New York City, during periods of high electricity use, relies
Produced in collaboration with Strategen Consulting, which in 2017 said battery peakers were "ready for prime time" as fossil-fuel replacements in New York City, the report is part of a campaign launched by the newly formed PEAK Coalition, which includes Clean Energy Group, New York City Environmental Justice Alliance, New York Lawyers for the Public Interest and other groups.
Replacing the city's fossil peakers with batteries and renewable energy represents "the first major test" for the Climate Leadership and Community Protection Act, according to the PEAK Coalition report. Passed in 2019, the landmark climate law created energy storage targets, mandated 100% carbon-free electricity by 2040 and set a target of economywide net-zero greenhouse gas emissions by 2050. It also included requirements for significant clean energy and energy efficiency investments in disadvantaged communities.
Most of the capacity payments to 15 New York City peaker plants identified in the PEAK Coalition report went to three companies: NRG Energy Inc., LS Power Group and ArcLight Capital Holdings LLC. Many of the plants are located in low-income parts of the city that suffer from poor air quality, including South Bronx and Sunset Park.
Downstate New York, including New York City and Long Island, has more than 11,000 MW of natural gas- and oil-fired generating capacity from simple-cycle, internal combustion and steam turbine units, most of which have been operating for 40 years or more, according to a recent S&P Global Market Intelligence analysis. Some of those plants have operated for more than 60 years.
While New York had only 51 MW of operating non-hydro storage online as of February, developers have proposed more than 5,500 MW of energy storage resources in downstate New York, New York ISO data showed as of Feb. 29.
One company, Sustainable Power Group LLC, has roughly 1,500 MW of lithium-ion battery projects under development in New York City, while the state of New York has targets of 1,500 MW of storage by 2025 and 3,000 MW by 2030. Sustainable Power Group, or sPower, is an affiliate of power plant owner AES Corp.

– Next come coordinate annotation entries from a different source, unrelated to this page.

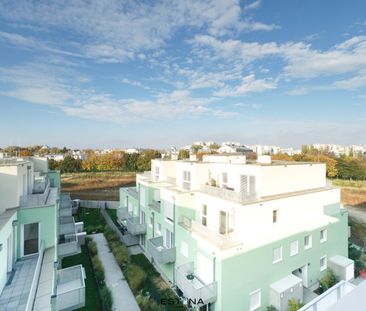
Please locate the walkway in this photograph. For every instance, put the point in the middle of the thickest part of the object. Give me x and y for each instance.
(123, 299)
(15, 295)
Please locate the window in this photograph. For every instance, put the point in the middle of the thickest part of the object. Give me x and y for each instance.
(307, 241)
(224, 180)
(323, 235)
(277, 254)
(156, 173)
(184, 248)
(204, 215)
(255, 300)
(186, 180)
(323, 263)
(226, 222)
(294, 248)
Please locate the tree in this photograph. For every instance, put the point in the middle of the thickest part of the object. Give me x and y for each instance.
(70, 165)
(183, 154)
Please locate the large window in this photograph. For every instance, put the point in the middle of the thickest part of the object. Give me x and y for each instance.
(204, 215)
(255, 300)
(294, 248)
(323, 263)
(277, 254)
(186, 180)
(226, 222)
(30, 239)
(307, 241)
(323, 235)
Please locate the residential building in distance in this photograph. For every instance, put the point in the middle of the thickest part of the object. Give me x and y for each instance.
(37, 230)
(233, 234)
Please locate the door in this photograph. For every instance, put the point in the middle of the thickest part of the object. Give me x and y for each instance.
(10, 253)
(30, 235)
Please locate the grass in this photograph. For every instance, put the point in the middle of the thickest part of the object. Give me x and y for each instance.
(92, 299)
(93, 220)
(96, 185)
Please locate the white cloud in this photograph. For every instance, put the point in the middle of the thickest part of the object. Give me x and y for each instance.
(249, 84)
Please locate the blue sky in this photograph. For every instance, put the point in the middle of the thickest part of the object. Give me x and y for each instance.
(160, 73)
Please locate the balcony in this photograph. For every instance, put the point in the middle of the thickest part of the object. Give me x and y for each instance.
(192, 287)
(134, 226)
(159, 252)
(70, 288)
(231, 195)
(68, 245)
(67, 225)
(123, 213)
(155, 205)
(221, 241)
(131, 191)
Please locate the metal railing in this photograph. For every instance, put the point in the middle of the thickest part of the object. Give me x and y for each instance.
(39, 199)
(70, 288)
(155, 205)
(222, 241)
(134, 226)
(193, 287)
(159, 252)
(329, 297)
(68, 245)
(227, 194)
(37, 272)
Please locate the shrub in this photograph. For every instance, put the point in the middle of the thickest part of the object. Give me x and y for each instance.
(98, 269)
(147, 304)
(121, 254)
(294, 305)
(107, 298)
(328, 280)
(135, 277)
(92, 247)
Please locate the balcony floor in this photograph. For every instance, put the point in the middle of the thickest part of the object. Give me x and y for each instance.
(15, 295)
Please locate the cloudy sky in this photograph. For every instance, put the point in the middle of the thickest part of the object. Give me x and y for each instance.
(111, 73)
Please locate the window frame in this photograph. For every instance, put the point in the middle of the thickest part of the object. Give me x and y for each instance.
(274, 261)
(259, 304)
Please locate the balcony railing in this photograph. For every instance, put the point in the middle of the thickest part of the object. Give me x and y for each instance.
(159, 252)
(39, 199)
(68, 245)
(329, 297)
(231, 195)
(192, 286)
(70, 288)
(134, 226)
(123, 213)
(155, 205)
(222, 241)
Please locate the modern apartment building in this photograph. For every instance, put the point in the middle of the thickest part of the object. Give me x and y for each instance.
(232, 234)
(37, 230)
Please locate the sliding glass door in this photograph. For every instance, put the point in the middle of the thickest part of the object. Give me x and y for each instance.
(30, 239)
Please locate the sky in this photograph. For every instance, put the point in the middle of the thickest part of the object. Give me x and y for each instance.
(155, 74)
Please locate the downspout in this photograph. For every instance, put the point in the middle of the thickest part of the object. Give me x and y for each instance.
(174, 224)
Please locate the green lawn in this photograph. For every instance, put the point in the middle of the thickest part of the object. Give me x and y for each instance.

Stricter air emissions regulations, meanwhile, are driving the retirement and conversion of some aging peakers.
Operators of facilities in and around New York City have said they plan to retire nearly 650 MW of conventional peak power capacity and add pollution control equipment to another 1,300 MW, according to compliance plans recently obtained by S&P Global Platts. Among the units retiring is LS Power's Ravenswood CT, where the company is developing the state's largest battery storage project.
S&P Global Platts and S&P Global Market Intelligence are both owned by S&P Global Inc.